I also think companies are becoming more human. It’s interesting to me that we’re seeing more companies putting their own employees in advertising. You saw that in the past here and there, where Wendy’s would use Dave Thomas, etc. But now you’re seeing it more; you’re seeing IBM showing their employees, or Southwest Airlines. It’s remarkable to me how much of this is going on.
To me it’s all about behavior now and people really appreciate brands and companies that walk the talk. I think that if you state the ideal, the game is over if you’re not living it.
I also think cultures are becoming more connected more interdependent, with more ideas coming from emerging markets. All that is going on in culture which I think is creating the culture for the ideas I talk about in the book to flourish a bit more.
You’re also an educator. Are ideals being taught in business school? Do the next generation of business leaders place more of an emphasis on this stuff?
I think it is changing. If you’re tracking the number of people who are writing about education and the need for that to change, there seems to be a groundswell.
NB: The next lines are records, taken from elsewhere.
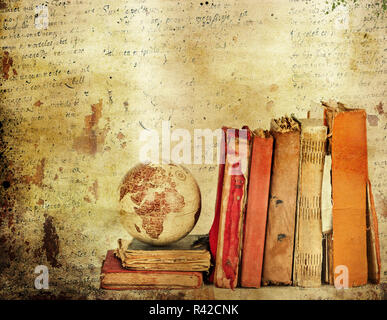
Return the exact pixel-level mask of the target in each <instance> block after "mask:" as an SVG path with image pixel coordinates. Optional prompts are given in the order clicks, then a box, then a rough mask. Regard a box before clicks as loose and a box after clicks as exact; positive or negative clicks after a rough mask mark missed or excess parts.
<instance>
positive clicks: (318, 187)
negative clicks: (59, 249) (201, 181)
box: [209, 102, 380, 289]
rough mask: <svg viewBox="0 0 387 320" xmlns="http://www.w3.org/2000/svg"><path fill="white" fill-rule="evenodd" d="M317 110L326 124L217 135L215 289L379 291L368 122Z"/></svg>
mask: <svg viewBox="0 0 387 320" xmlns="http://www.w3.org/2000/svg"><path fill="white" fill-rule="evenodd" d="M323 107H324V108H325V110H324V119H321V120H318V119H302V120H301V119H300V120H298V119H296V118H294V117H282V118H279V119H273V120H272V123H271V129H270V131H264V130H255V131H254V132H251V131H250V130H249V129H248V128H247V127H244V132H245V131H246V130H247V134H243V135H241V134H238V132H240V131H241V130H238V129H231V128H226V127H225V128H223V131H224V136H223V143H222V146H223V148H222V150H221V155H222V156H223V157H224V158H225V163H224V164H221V165H220V166H219V178H218V188H217V190H218V191H217V199H216V205H215V218H214V222H213V225H212V227H211V230H210V233H209V237H210V239H209V243H210V250H211V254H212V258H213V261H214V264H215V268H214V270H213V272H212V274H211V276H210V281H213V283H214V284H215V285H216V286H217V287H221V288H231V289H233V288H235V287H236V286H242V287H255V288H259V287H260V286H261V285H265V286H266V285H295V286H301V287H318V286H320V285H321V284H322V283H327V284H335V285H337V284H339V285H340V283H337V282H340V281H343V276H345V277H347V279H346V280H347V281H344V282H342V283H341V284H343V285H344V286H347V287H353V286H360V285H364V284H366V283H367V282H368V281H369V282H372V283H379V281H380V247H379V239H378V222H377V216H376V212H375V206H374V201H373V196H372V190H371V184H370V182H369V179H368V163H367V135H366V133H367V130H366V113H365V111H364V110H356V109H349V108H347V107H345V106H344V105H343V104H341V103H332V102H330V103H325V102H324V103H323ZM230 142H231V143H230ZM246 144H247V145H248V148H247V150H246V149H244V148H243V146H245V145H246ZM230 159H231V160H232V161H229V160H230ZM244 159H248V165H247V166H243V165H241V164H242V162H243V161H244ZM238 165H239V167H240V168H241V170H239V171H235V170H234V171H230V166H233V167H234V166H238Z"/></svg>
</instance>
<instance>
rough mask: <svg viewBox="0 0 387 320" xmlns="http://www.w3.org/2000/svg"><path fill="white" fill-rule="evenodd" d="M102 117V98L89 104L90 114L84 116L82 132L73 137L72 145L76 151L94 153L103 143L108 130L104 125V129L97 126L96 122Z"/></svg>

So I think it’s happening from top but I also think students are also less tolerant. They can get information in lots of different ways. So if the education experience is not immersive, if it’s not about leadership, if it’s not about broad exposure, discussion, and thinking then they’re going to leave it. I do think it’s evolving but maybe not fast enough. I think the new skills in education are going to be more about blending the practical with the theory. I think it’s going to be about the appreciation for artistry and design, it’s going to be about whole-brain leadership. At the end of the day most of what we do in business is about communication and about leading toward some change, some impact; more of our education has to be about that.